Chinese-born American citizen (1940–2022)

Chi Mak (麥大志 (麦大志, mak6 daai6 zi3, Mài Dàzhì); 28 September 1940 – 31 October 2022) was a Chinese-born American citizen who worked as an engineer for California-based defense contractor Power Paragon, a part of L-3 Communications. He was convicted on espionage for China.

==Biography==

===Early life===
Mak lived in Hong Kong before, in the late 1970s, moving to the U.S. as an immigrant.

===Espionage case===
In 2007, Mak was found guilty of conspiring to export sensitive defense technology to China. He was not formally charged with espionage as the information was not officially classified.

Mak's legal defense was that he thought there was nothing improper about leaving the U.S. with a CD carrying his own published work on U.S. defense technology, despite his training from his employer indicating quite the opposite. He had intentionally released it without his employer's permission at a 2004 international engineering conference.
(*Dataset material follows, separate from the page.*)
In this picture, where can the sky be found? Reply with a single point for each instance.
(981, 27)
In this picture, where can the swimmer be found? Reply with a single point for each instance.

He had been briefed every year on regulations regarding documents designated "For Official Use Only" (FOUO) and items restricted by export controls. His defense argued that making the data accessible to scrutiny by the general public negated its military value and made it acceptable to transport outside the United States, despite the fact that Chi Mak was the one who released the information, without authorization. The defense also argued that the data was in the public domain.
The information Mak passed on allegedly helped China build its own version of Aegis, an American radar system built to protect military ships.

The prosecution indicated that the data was nevertheless export-controlled and that it should not have been shared with foreign nationals without authorization. The IEEE presentations cited by prosecution in the trial are currently available on a worldwide basis, due to Chi Mak's unauthorized releases.

Mak's brother and sister-in-law were apprehended by the FBI after boarding a flight to Hong Kong carrying one encrypted CD which contained defense-related documents. They, along with their son as well as Mak's wife, all pleaded guilty to related charges. They served out their sentence and were deported to Mainland China.

On March 24, 2008, Chi Mak was sentenced to 24 years and 4 months in federal prison.

===Death===
Chi Mak died in prison on October 31, 2022, at the age of 82.